“La pelle“ di Malaparte. Romanzo senza ritorno
Curzio Malaparte, al secolo Curt Erich Suckert (1898-1957), sembra che continui a soffrire di un forte (per me assurdo) pregiudizio...

Curzio Malaparte, al secolo Curt Erich Suckert (1898-1957), sembra che continui a soffrire di un forte (per me assurdo) pregiudizio letterario, dovuto probabilmente – se non sicuramente – alla sua vita, che è una continua successione di cambi di rotta, di decisioni inaspettate, di provocazioni. Ha partecipato (o forse no) alla marcia su Roma, in punto di morte lasciò la Villa Malaparte di Capri alla Repubblica Popolare Cinese (anche se la famiglia impugnò il testamento e riuscì a recuperare la proprietà), in ospedale quando era quasi alla fine del viaggio strappò la tessera del partito comunista (o forse no), si converti in articulo mortis al cattolicesimo (o forse no).

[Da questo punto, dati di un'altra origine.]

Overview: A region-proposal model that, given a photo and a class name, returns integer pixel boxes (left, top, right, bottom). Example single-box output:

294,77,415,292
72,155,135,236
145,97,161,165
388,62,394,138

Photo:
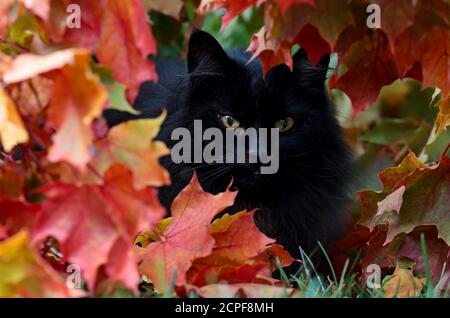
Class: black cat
105,30,352,267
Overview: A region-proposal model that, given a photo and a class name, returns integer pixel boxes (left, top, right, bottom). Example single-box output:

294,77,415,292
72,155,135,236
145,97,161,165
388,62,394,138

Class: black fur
104,31,352,266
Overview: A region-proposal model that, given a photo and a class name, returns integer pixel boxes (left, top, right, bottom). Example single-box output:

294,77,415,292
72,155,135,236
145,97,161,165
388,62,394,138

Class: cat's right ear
187,30,229,73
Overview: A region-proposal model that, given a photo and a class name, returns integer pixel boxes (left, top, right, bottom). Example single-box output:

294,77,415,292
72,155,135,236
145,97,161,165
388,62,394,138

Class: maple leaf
187,211,293,286
361,226,450,284
2,49,81,84
46,51,107,168
0,231,80,297
419,27,449,96
247,27,293,75
382,257,426,297
359,152,450,246
208,211,274,264
93,113,170,188
0,86,29,152
198,0,260,29
373,0,415,53
433,95,450,138
137,174,237,293
330,31,398,115
32,165,165,292
294,24,331,65
96,0,158,103
2,49,107,167
0,199,39,237
62,0,103,48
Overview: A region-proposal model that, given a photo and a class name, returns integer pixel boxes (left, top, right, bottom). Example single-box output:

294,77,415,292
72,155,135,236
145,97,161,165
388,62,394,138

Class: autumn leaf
32,165,165,291
0,86,29,152
2,49,81,84
382,257,426,297
137,174,237,293
0,231,79,297
0,199,39,237
2,49,107,167
96,0,158,103
433,95,450,138
46,51,107,168
361,226,450,284
247,27,293,75
330,31,398,115
198,0,259,29
187,211,293,286
359,151,450,246
93,113,170,188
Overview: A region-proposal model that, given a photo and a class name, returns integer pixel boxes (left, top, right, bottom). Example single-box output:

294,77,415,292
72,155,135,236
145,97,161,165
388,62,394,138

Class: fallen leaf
0,86,29,152
93,113,170,188
33,165,165,291
137,174,237,292
96,0,158,103
0,231,79,297
382,257,426,297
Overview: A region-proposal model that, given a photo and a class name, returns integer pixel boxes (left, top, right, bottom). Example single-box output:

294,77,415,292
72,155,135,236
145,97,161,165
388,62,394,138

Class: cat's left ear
187,30,230,73
292,48,330,84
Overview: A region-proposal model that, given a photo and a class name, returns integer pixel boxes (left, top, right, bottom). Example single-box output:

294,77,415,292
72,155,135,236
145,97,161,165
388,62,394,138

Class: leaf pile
0,0,449,297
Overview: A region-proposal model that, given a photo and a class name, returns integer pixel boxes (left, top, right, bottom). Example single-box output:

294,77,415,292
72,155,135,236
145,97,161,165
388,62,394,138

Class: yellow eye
221,115,240,129
274,117,294,132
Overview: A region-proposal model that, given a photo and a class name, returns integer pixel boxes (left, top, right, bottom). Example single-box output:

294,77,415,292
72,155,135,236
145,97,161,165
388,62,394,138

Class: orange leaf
96,0,158,103
0,231,80,297
46,51,107,168
0,86,29,152
93,113,170,188
33,165,164,292
137,174,237,292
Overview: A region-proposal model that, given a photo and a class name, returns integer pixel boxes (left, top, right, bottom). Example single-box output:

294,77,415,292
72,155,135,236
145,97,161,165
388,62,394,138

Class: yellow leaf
0,86,29,152
210,211,247,234
135,217,173,247
382,257,426,298
434,94,450,136
94,111,170,188
0,231,79,297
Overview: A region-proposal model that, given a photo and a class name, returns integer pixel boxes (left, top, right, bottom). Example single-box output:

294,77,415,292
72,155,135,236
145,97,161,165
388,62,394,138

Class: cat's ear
187,30,230,73
292,48,330,84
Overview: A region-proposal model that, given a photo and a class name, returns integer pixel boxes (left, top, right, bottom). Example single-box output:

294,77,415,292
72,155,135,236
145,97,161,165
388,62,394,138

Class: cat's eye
274,117,294,132
220,115,241,129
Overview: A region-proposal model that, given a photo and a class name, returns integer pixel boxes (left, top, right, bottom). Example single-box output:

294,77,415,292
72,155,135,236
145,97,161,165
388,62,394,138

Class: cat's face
183,31,340,193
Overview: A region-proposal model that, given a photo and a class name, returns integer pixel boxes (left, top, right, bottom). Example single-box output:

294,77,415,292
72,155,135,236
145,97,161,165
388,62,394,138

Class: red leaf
0,199,39,238
330,31,398,115
96,0,158,103
274,0,315,15
247,27,293,75
198,0,259,29
137,174,237,292
294,24,331,65
33,165,164,291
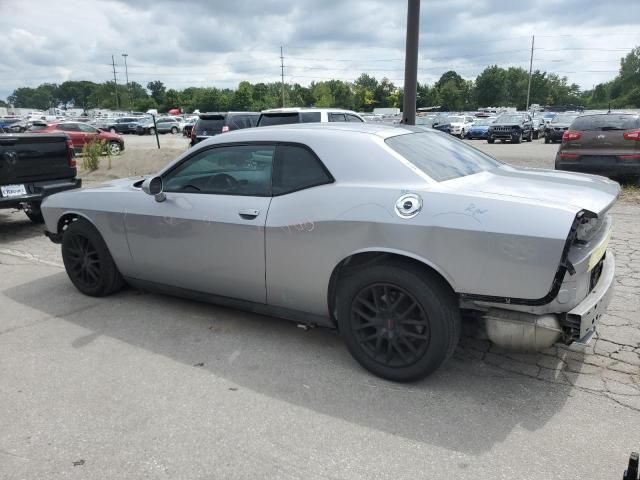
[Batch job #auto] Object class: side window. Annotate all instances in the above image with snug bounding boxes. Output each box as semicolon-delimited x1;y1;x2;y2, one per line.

Prima fascista “di sinistra”, poi mandato al confino da Mussolini per il suo scomodo e bellissimo saggio del ’31, Tecnica del colpo di stato. Ma non si può raccontare in poche righe una vita come la sua. Intorno alla metà degli snni Venti (dopo averne vagliati molti, tutti scartati) sceglie finalmente lo pseudonimo definitivo, dopo aver letto un piccolo saggio del 1869, I Malaparte ed i Bonaparte nel primo centenario di un Malaparte-Bonaparte, scritta da un anonimo che si definisce “l’autore della Storia dei ladri nel Regno d’Italia”.

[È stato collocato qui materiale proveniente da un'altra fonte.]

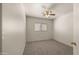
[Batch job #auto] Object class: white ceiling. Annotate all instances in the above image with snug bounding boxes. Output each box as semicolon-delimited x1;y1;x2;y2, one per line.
23;3;73;19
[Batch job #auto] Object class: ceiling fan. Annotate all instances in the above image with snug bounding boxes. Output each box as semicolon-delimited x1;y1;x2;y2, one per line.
42;6;55;17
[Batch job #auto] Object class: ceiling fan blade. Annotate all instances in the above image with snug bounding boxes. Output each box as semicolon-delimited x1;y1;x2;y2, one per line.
50;14;55;16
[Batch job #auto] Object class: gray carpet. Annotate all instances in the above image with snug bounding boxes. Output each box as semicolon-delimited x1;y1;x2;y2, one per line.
23;39;73;55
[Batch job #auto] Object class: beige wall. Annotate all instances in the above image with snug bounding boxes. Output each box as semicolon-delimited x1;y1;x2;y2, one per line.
26;16;54;42
0;3;2;54
2;4;26;55
73;3;79;55
53;12;73;47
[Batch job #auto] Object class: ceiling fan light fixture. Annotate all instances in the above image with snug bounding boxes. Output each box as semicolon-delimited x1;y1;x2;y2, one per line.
42;5;55;18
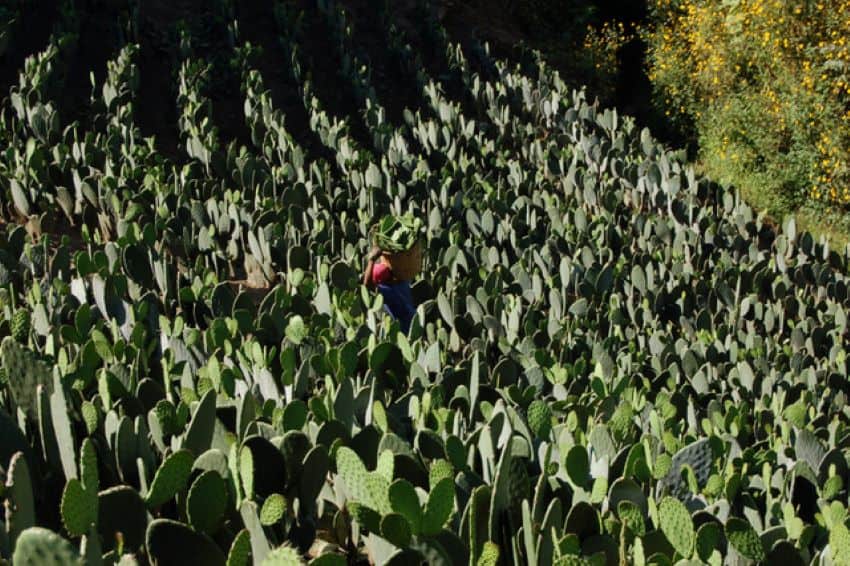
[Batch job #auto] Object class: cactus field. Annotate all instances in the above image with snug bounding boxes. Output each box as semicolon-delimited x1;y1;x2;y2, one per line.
1;0;850;565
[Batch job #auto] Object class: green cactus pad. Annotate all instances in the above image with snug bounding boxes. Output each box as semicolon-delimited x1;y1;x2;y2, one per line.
12;526;83;565
468;485;492;565
98;485;147;552
527;400;553;439
348;502;381;533
187;470;227;534
183;389;216;456
658;439;713;499
422;477;454;536
240;500;272;563
380;513;413;547
695;522;723;563
260;493;287;526
146;518;226;566
336;446;391;515
658;496;694;558
226;529;252;566
260;545;304;565
307;554;346;566
298;446;329;507
389;479;423;535
79;438;98;494
10;309;29;342
146;449;194;508
5;451;35;547
616;500;645;537
428;459;454;489
376;449;394;482
60;478;97;537
240;445;255;501
725;517;765;562
565;445;590;487
0;410;31;470
1;336;52;416
81;402;99;437
477;541;500;566
243;435;290;500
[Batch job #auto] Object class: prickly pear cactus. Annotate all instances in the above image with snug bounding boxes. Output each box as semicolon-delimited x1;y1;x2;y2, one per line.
187;470;228;534
477;541;500;566
226;529;252;566
657;439;713;499
10;309;29;342
421;478;455;536
336;447;391;516
725;517;765;562
146;519;226;565
526;400;552;439
145;449;194;508
260;544;304;565
60;478;97;537
0;336;52;416
658;496;694;558
5;451;34;548
61;438;99;537
259;493;286;526
12;527;83;565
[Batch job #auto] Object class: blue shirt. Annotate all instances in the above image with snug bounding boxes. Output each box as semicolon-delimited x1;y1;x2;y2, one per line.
377;280;416;333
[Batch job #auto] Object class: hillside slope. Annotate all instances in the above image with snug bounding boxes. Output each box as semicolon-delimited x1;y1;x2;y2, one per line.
0;0;847;564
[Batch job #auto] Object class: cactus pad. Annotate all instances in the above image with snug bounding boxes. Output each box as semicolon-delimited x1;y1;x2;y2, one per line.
5;451;34;547
422;477;454;536
259;493;287;526
658;496;694;558
226;529;252;566
187;470;227;534
527;400;552;439
477;542;500;566
12;527;82;565
336;446;391;515
1;337;52;416
725;517;765;562
146;449;194;508
658;439;713;499
146;519;226;565
98;485;147;552
695;522;722;562
10;310;29;342
389;479;422;535
60;478;97;537
428;459;454;488
260;545;304;565
616;500;645;537
380;513;412;547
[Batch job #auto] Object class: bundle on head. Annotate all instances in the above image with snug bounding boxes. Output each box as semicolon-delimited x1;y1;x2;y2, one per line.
371;213;423;281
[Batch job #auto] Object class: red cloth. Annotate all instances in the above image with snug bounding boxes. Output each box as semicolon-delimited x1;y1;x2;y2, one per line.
372;261;393;284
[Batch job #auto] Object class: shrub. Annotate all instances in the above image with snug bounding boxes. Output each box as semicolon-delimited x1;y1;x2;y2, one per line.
645;0;850;213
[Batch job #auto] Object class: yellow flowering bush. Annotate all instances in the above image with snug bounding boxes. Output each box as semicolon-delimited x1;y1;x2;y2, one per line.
646;0;850;212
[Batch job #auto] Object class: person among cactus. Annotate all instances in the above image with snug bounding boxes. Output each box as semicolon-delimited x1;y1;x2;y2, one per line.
362;214;422;333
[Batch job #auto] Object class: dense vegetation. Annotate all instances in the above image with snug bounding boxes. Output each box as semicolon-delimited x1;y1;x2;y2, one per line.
1;0;850;565
645;0;850;221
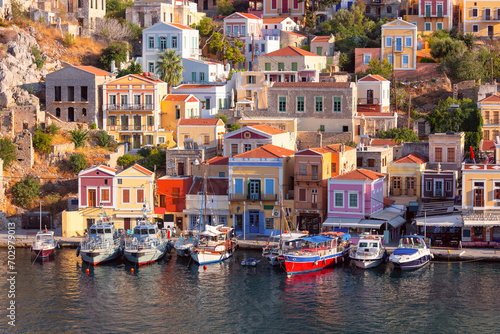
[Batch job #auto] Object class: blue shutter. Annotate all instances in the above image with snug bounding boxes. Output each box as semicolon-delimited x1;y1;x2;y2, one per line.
259;211;265;234
235;179;243;194
244;211;250;234
265;179;274;195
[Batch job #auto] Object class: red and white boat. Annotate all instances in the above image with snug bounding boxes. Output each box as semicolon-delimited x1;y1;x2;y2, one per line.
279;232;351;275
32;230;57;258
262;231;309;266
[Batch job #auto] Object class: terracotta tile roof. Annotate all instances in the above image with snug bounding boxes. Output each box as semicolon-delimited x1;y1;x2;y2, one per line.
262;18;287;24
482;140;496;151
370;139;400;146
479;94;500;103
333;169;385;181
236;12;261;20
131;164;154;175
233;144;295;158
272;82;350;88
358;74;389;82
162;94;191;102
393;152;429;164
175;84;224;89
324;144;356;152
189;177;228;195
283;31;306;38
202;156;229;165
132;73;164;83
97;165;117;173
311;36;331;43
249;124;286;135
75;66;112;77
384;198;396;206
167;22;195;30
178;118;222;126
262;46;320;57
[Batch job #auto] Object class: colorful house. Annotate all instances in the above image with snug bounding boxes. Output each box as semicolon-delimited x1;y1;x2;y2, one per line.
172;84;229;118
421;169;457;201
428;132;465;171
160;94;200;135
192;156;229;178
103;73;169;150
462;0;500;38
262;0;305;23
156;175;194;231
478;94;500;141
381;18;417;70
407;0;453;34
387;152;428;199
325;144;357;177
228;144;295;236
176;118;226;155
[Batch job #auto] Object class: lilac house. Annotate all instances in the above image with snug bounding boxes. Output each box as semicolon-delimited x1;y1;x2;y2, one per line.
78;165;117;209
323;168;405;241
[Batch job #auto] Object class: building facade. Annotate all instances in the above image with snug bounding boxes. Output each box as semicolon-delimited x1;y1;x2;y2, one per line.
381;18;417;70
161;94;200;136
172;84;228;118
126;0;203;28
387;152;428;199
157;175;194;231
262;0;305;23
176;118;225;154
462;0;500;38
428;132;465;170
479;94;500;141
407;0;453;35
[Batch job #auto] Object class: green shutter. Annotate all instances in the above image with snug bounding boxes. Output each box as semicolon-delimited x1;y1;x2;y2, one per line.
278;63;284;71
247;180;251;200
291;62;297;71
265;63;271;71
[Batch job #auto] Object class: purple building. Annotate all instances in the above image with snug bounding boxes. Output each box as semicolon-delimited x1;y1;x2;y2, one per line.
78;165;117;209
421;169;457;202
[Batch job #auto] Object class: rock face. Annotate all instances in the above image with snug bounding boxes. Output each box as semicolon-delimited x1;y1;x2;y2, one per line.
0;25;61;108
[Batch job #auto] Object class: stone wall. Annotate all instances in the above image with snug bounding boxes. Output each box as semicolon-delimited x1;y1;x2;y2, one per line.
13;131;34;169
105;143;127;169
165;147;217;176
280;30;308;48
296;131;352;150
402;142;429;158
46;112;89;131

Veniamo al Malaparte scrittore: Adelphi sta finalmente ripubblicando la sua Opera (uso la maiuscola, non a caso), e non posso che esclamare: era ora che succedesse. Un genio, un gigante della letteratura, un fine intellettuale capace però di raccontare storie umane senza sfoggio di cultura fine a se stesso, senza portarsi dietro inutili intellettualismi. Parliamo della sua opera forse principale, che nulla toglie a tutto il resto della sua Opera, cioè La pelle, un romanzo scomodo, amaro, feroce e sentimentale, che impasta, in una mistura narrativamente micidiale, il realismo più crudo e una componente visionaria capace di dare più forza al realismo.

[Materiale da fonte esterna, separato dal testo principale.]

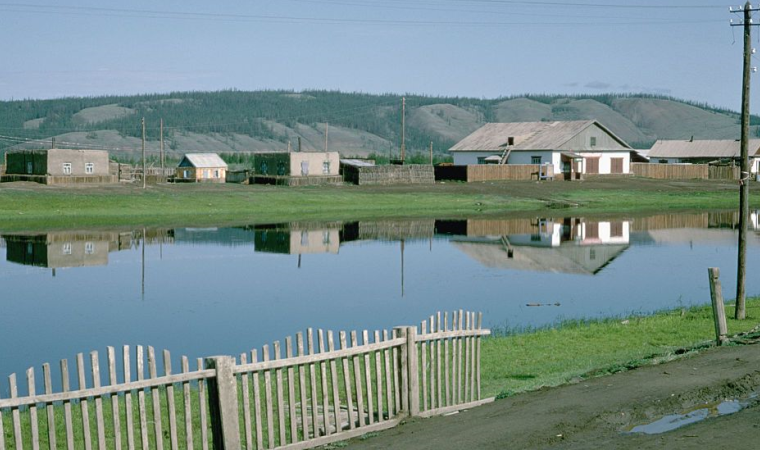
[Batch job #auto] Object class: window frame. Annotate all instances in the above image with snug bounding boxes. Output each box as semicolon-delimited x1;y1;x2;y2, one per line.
62;162;72;175
85;162;94;174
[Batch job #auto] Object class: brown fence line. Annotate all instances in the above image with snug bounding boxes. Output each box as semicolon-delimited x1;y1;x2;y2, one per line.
466;164;550;182
632;163;742;180
0;311;491;450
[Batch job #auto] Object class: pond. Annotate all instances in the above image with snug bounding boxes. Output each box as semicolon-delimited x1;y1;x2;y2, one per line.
2;211;760;390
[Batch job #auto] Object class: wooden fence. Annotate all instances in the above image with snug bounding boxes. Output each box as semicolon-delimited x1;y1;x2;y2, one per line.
632;163;743;180
0;311;490;450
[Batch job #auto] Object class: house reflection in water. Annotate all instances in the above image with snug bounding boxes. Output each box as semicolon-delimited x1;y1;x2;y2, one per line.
445;218;630;275
2;230;173;270
253;224;340;255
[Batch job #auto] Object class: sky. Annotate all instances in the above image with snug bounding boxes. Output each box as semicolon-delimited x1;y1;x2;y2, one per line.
0;0;757;112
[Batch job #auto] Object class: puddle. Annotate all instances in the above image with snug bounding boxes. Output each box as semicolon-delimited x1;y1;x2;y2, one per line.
625;394;758;435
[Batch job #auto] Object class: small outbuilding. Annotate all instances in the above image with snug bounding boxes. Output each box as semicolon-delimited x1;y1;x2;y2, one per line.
2;149;115;184
253;152;342;186
176;153;228;183
648;139;760;173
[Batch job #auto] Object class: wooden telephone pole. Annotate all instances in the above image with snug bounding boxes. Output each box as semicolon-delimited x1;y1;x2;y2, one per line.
324;122;329;152
730;2;759;319
160;118;164;172
141;117;146;190
400;97;406;163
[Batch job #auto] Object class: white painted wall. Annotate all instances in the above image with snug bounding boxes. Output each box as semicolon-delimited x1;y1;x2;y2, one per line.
577;151;631;174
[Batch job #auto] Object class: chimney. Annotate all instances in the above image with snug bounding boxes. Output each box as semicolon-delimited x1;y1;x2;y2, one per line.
508;136;515;146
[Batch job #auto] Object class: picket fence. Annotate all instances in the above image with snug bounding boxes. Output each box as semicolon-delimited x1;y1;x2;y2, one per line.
0;311;491;450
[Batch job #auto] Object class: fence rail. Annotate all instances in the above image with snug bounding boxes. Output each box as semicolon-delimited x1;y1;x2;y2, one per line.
0;311;490;450
632;163;743;180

Si è spesso definito Malaparte un cinico, ma non sono per niente d’accordo: lui vuole “soltanto” raccontarci il peggio dell’uomo nel modo più efficace possibile, l’umanità più marcia con le parole più giuste, e ci riesce benissimo. Ma dietro le sue pagine lo sento soffrire per quello che racconta, per il male di cui è capace l’uomo. Anche se – da vero narratore – invece di voltare il viso dall’altra parte, non può fare a meno di “raccontare”, di metterci davanti a quello che non vorremmo vedere. Dunque niente cinismo, quella menzogna lasciamola dire a chi non lo conosce e a chi forse non lo stima.
Lo dico sempre: La pelle è un libro senza ritorno. Chi lo ha letto, dopo non sarà più lo stesso, e in modo profondo, come accade con la grande letteratura. Avrei tanto voluto conoscere Malaparte, ma purtroppo se n’è andato nello stesso anno in cui sono nato.